I bought it with the intent of going 7.1 at some point. Even though I don't think I will need an amp anytime soon, it's good to have that option.

7.1 is going to be a real pain to set up because I have a window directly to the right of my seating position. Currently my regular surrounds are on the back wall but they are dipole speakers so they do pretty good.


----------



## ALMFamily (Oct 19, 2011)

I have been pleasantly surprised with the heat output of my 809 - matter of fact, my Palladium Monoblocks run much hotter than it does.

Now, I still have fans running in the closet besides the in-line fan pulling air out of that room, but still...


----------



## Hvacscott84 (Jan 24, 2013)

I have only had the 809 a few days, but have not noticed much heat either. Note I am not using external amps and my unit is on my tv stand which is open. Dark Knight trilogy is sounding great!


----------



## Prime316 (Nov 18, 2012)

Wow, finally got the 809 dialed in. Audyssey did a pretty good job. I brought both subs up to 72db by starting Audyssey with each independently because having dual subs usually adds about 6db. That turned out to be right on the money. When I plugged both subs in they came out to 75 db together and by the time I finished running Audyssey, I came up with a perfect 0.0db trim for the subs.
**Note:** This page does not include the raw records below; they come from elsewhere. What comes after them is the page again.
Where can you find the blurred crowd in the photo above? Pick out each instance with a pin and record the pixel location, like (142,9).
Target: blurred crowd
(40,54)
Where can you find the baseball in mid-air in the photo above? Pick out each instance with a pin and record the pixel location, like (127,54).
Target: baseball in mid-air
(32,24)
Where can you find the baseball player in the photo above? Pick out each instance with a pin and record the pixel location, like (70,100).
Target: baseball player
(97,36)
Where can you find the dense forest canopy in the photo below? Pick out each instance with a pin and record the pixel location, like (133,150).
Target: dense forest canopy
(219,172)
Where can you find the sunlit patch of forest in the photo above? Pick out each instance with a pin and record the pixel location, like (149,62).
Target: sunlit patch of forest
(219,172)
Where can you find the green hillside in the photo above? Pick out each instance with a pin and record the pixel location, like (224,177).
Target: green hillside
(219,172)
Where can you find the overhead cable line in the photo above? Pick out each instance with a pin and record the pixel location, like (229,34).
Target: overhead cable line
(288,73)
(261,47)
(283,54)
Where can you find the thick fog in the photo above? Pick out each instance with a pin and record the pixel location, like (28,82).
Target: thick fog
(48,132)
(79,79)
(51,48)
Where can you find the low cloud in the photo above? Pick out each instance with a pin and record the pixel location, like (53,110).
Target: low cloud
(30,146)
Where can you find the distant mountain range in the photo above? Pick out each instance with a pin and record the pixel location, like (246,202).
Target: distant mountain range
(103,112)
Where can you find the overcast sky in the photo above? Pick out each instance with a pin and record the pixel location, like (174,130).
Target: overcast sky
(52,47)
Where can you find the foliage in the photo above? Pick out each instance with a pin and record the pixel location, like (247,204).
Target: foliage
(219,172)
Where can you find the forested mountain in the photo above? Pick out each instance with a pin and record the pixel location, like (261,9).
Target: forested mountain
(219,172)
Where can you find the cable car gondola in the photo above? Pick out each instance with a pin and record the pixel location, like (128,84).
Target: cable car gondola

The wife and I took in Taken2 this past evening. The movie itself was ok but my theater sounded great.


----------



## Lazerboy2000 (May 7, 2012)

For something like the 809, are there really any speakers that it won't drive? I've heard that Maggies and other planar speakers need lots of power, but is the 809 enough? I'm looking for a new receiver and hoping to one day get Magnepans


----------



## tonyvdb (Sep 5, 2007)

The 809 would struggle but it could do it as long as you dont push it and give it lots of airflow.
The 809 does have pre outs so adding external amps is always an option. The problem with Electrostatic speakers is they can dip down to 1 Ohm and that is really hard on most receivers as they are designed for no lower then 4 Ohms.


----------



## Lazerboy2000 (May 7, 2012)

Alright thanks for your reply. I definitely have been looking at AVR's that have pre-outs so I can always use power amps if I need them in the future. I've been doing research on receivers for quite some time now to try to find the "perfect" one that will last me forever


----------



## Prime316 (Nov 18, 2012)

Lazerboy2000 said:


> Alright thanks for your reply. I definitely have been looking at AVR's that have pre-outs so I can always use power amps if I need them in the future. I've been doing research on receivers for quite some time now to try to find the "perfect" one that will last me forever



I don't think that one exists. Especially if you frequent places like this....lol. You're always going to want the latest and greatest.


----------